The last question prompts Jean to take refuge in the weasel-est of all weasel-word phrases. "Maybe it's normal for -you-," she suggests, wrapping her hands around her coffee mug and staring at it as if there's a chance someone dropped a Magic 8 Ball in with the sugar. "Just approach her like you'd approach any other person you know and like. Be friendly, be respectful of their boundaries, and be interested in what they're doing."
"Should I uh," Amadeus twirls a finger, as if trying to find the word. "Read a mathematician book? Isn't The Great Gatsby about a mathematician? Or maybe that's about a /magician/, I can't remember. Alright, be interested, respectful, friendly!" Then, leaning in with a secretive whisper, "Can you give me some Natalie specific pointers?"
"...I don't actually know her all that well," says Jean, leeeaning away as he leans in. "Mostly because she's friends with Bahir, who used to be one of the grad students in my lab. But, ah... maybe Goedel, Escher Bach?" she suggests a book title. "If you want to learn more about mathematics on the level she works with them?"

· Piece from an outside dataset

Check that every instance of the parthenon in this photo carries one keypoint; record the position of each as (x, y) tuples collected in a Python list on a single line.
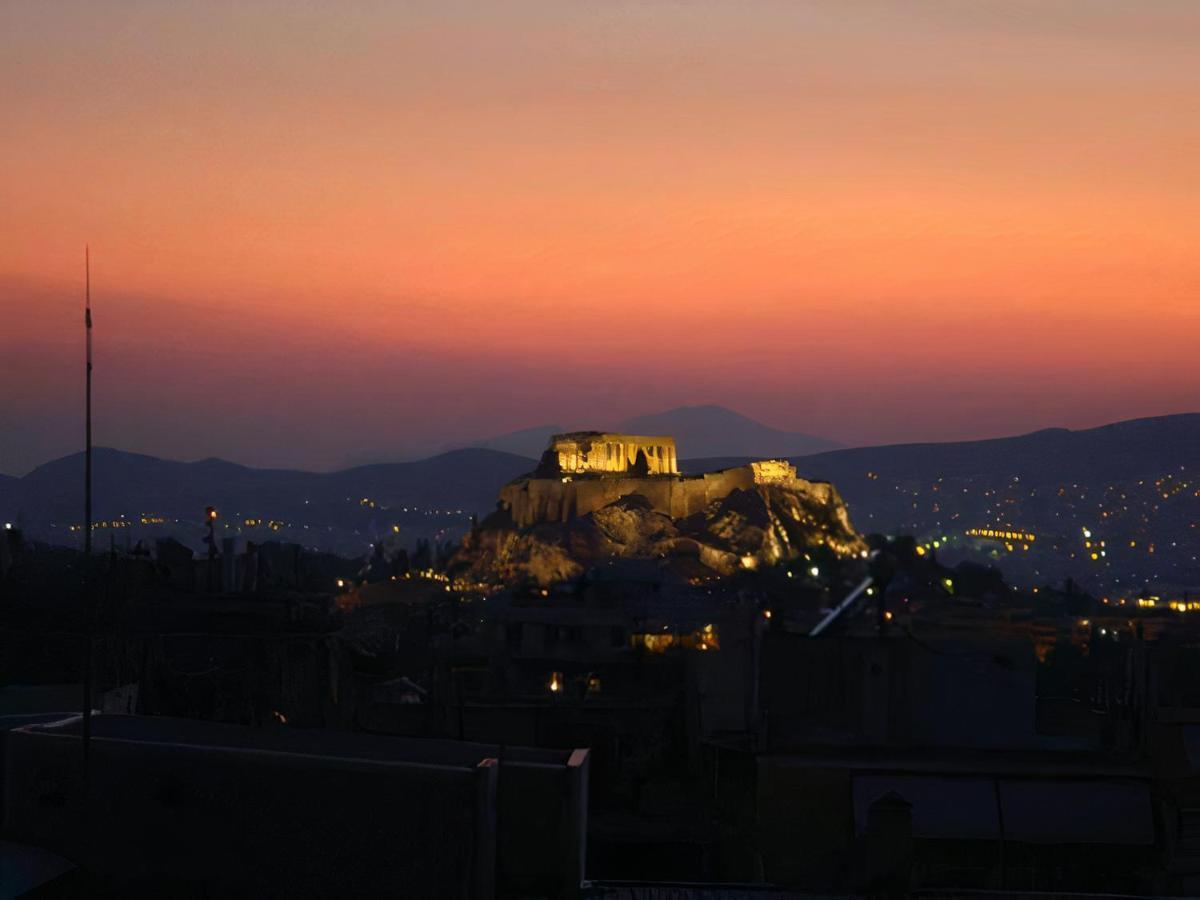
[(595, 451)]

"I'll check those guys out!" Amadeus enthusiastically agrees, standing up stretching with a refreshed yawn. "Thanks for all the help, Jean. If you ever wanna get your groove back or anything, just give me a call."
"...I think my groove is well looked after," says Jean faintly, before, wrested from her with the iron hand of an Annandale-on-Hudson upbringing, she tacks on a "Thank you, though?"
"Alright, then I'll work on getting /my/ groove back." Amadeus smiles, giving her a slight nod, then turns to walk off to the entrance. Why was he even in here? "Thanks again!"
Amadeus is a very confused young man.